Test No. 4 is in Vevey. On check in at the Grand Hotel de Lac, my code gets me a white ribbon bracelet that tells the world I’m “COVID clean.” (At Victoria Jungfrau Grand Hotel & Spa the wristband changes colour daily to thwart copycats.) But this morning I’ll need to get another test in order to keep it. The hotel has organized for a medic for hotel guests (“Pop down in your bathrobe!” I’m told), but a mix-up means I’ll need to travel to neighbouring Montreux, a 10-minute cab ride away. By now the test feels rote. Thirty minutes later, as I’m enjoying a tea at Villa Le Lac Le Corbusier, a UNESCO recognized architectural gem, I barely remember I’ve had it. But onward travel to Denmark and returning home means three more tests, ranging in cost from free (a rapid test at the Billund airport) to more than $200. An added expense? Without a doubt. Worth it to feel the freedom of travel? For me: Absolutely.

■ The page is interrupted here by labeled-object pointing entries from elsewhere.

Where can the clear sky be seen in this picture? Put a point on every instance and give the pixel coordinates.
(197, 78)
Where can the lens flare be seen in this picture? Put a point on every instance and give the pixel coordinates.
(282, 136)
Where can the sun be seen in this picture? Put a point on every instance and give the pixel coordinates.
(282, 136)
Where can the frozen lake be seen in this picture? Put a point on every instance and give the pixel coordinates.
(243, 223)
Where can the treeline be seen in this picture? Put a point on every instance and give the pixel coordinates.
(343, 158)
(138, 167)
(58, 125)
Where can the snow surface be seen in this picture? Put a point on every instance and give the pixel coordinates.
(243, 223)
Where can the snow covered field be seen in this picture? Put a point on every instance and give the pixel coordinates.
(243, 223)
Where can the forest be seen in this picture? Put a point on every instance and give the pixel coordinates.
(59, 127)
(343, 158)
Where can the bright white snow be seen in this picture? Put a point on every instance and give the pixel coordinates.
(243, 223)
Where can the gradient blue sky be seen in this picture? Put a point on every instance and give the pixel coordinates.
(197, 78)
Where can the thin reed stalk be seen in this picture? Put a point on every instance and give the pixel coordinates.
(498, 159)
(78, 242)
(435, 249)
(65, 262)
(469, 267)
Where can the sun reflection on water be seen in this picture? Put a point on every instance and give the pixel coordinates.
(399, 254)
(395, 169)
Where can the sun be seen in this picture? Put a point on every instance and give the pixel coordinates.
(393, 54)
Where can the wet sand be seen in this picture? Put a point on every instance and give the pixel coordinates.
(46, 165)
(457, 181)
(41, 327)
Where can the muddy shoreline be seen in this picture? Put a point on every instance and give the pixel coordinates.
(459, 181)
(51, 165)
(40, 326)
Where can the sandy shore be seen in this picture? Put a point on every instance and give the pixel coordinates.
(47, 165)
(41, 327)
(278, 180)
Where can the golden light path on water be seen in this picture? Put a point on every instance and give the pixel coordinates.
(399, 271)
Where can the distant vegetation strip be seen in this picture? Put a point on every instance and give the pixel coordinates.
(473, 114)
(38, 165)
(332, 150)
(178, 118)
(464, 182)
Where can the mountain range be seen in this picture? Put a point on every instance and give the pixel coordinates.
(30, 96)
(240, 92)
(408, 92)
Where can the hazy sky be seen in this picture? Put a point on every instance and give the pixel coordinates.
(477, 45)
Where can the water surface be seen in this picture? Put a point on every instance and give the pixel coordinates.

One last note: The rules are always evolving. The latest from Switzerland: “Switzerland is open for fully vaccinated Canadians. Neither a test nor quarantine are required upon arrival,” Switzerland Tourism Canada director Pascal Prinz explains in an e-mail. “In a transition period until Oct. 24, a simple proof/receipt of vaccination by the Canadian authorities is sufficient. Thereafter, the Swiss cantons will provide a portal for guests vaccinated abroad (including Canadians) to be able to receive a Swiss vaccination certificate. The portal is expected to be operational by Oct. 24, 2021.”

The writer’s travels were sponsored in part by Switzerland Tourism. The organization did not review or approve the article prior to publication.